ANN ARBOR, MI – The first renovation to the University of Michigan School of Dentistry in nearly 50 years will make it more adaptable for its next generation of patients, students and researchers.

That was a major theme Associate Dean for Patient Services Romesh Nalliah used to highlight the changes resulting from a recently-completed $140 million renovation of the dental school, including a 48,000 square foot addition, revamped entrances to improve access and a new special care clinic for patients with mobility issues or special healthcare needs.

The renovations create more space for training and collaboration for students, many of whom help the school treat around 700 patients a day.

“A big effort in this design strategy was to build adaptability,” Nalliah said. “We know that we’ll probably have this for many years. There are going to be technology changes in that time, so we want to have an adaptable space.”

The newly-renovated dental school is a project four years in the making, with the COVID-19 pandemic disrupting it for a few weeks near the midway point, while also causing school administrators to rethink how it safely provides patient care.

Referred to as UM’s Blue Renew project, the renovation added three floors within an existing courtyard and renovated 11 separate on-site dental clinics. From centralized dispensaries on each floor where students can check out equipment they’ll need for the day to research areas with open floor plan for lab space, it was designed with adaptability in mind.

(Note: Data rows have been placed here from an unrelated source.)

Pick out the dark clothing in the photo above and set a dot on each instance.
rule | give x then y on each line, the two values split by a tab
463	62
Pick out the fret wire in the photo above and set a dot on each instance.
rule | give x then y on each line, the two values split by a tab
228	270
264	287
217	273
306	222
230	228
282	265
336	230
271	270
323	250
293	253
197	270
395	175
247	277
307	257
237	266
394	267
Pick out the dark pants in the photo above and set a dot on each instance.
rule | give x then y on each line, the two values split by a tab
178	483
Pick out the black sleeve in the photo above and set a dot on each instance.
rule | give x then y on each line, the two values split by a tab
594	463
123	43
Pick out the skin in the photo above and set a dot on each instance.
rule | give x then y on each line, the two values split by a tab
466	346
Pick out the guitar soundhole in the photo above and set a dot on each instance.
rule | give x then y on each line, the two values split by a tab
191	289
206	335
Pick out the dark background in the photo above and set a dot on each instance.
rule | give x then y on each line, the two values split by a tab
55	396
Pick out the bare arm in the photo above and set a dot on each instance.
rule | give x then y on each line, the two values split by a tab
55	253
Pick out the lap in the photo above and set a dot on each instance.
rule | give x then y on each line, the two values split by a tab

Its new Integrated Special Care Clinic for patients with developmental disabilities and cognitive impairments illustrates the school’s overall vision for adaptability, Nalliah said, helping patients who tend to have unmet needs while giving students valuable experience working with patients who have unique needs. The clinic was funded with a $2 million grant from the Delta Dental Foundation.

“It not only allows us to see patients with special needs, it also allows us to train our students to treat those types of patients,” he said.

Integrated Special Care Clinic Interim Director Bryan Tervo said after working in a number of facilities, including his own office, the new clinic is recognizably more equipped to meet the needs of patients with special needs and mobility issues because the design took it into consideration.

“I feel like a lot of offices traditionally aren’t designed and equipped with patients with special needs and mobility issues in mind. That’s not in the forefront of their thinking when they design their offices,” he said. “This clinic is designed to meet the needs of those people and meet them where they are.”

The project’s new three-story addition includes two floors dedicated to research, with an open floor-plan for lab space that will allow researchers to better collaborate. Common areas, lab benches, write-up spaces and break areas also have been added, while a smaller version of the school’s famous courtyard remains, along with its 14-foot-tall Tooth Fairy sculpture.

While entrances remain on both the north and south ends of the building, the main entrance has essentially flipped to the south end of the facility, Dental School Director of Marketing and Communications Ray Aldrich said, with a covered, drive-through area and large waiting area. The new main entrance and redesigned registration area flow directly to pre-doctoral dental clinics, which are located on one floor for a more streamlined and efficient entry to the school and appointments.

The south entrance to the building along North University Avenue also was modified significantly, with a ground-level addition closed in to create seminar and common space, with the new entrance directing patients toward the registration area and clinics on the north side of the building. A third entrance on the east side of the building will be completed soon.

Beyond making the building more accessible, Nalliah noted that the renovation caused school leaders to re-examine its staffing model, adding positions like a social worker to work with patients who can’t afford care and connect them with the resources they need.

“It’s not only the building – we’ve changed some of our structures, as well,” he said.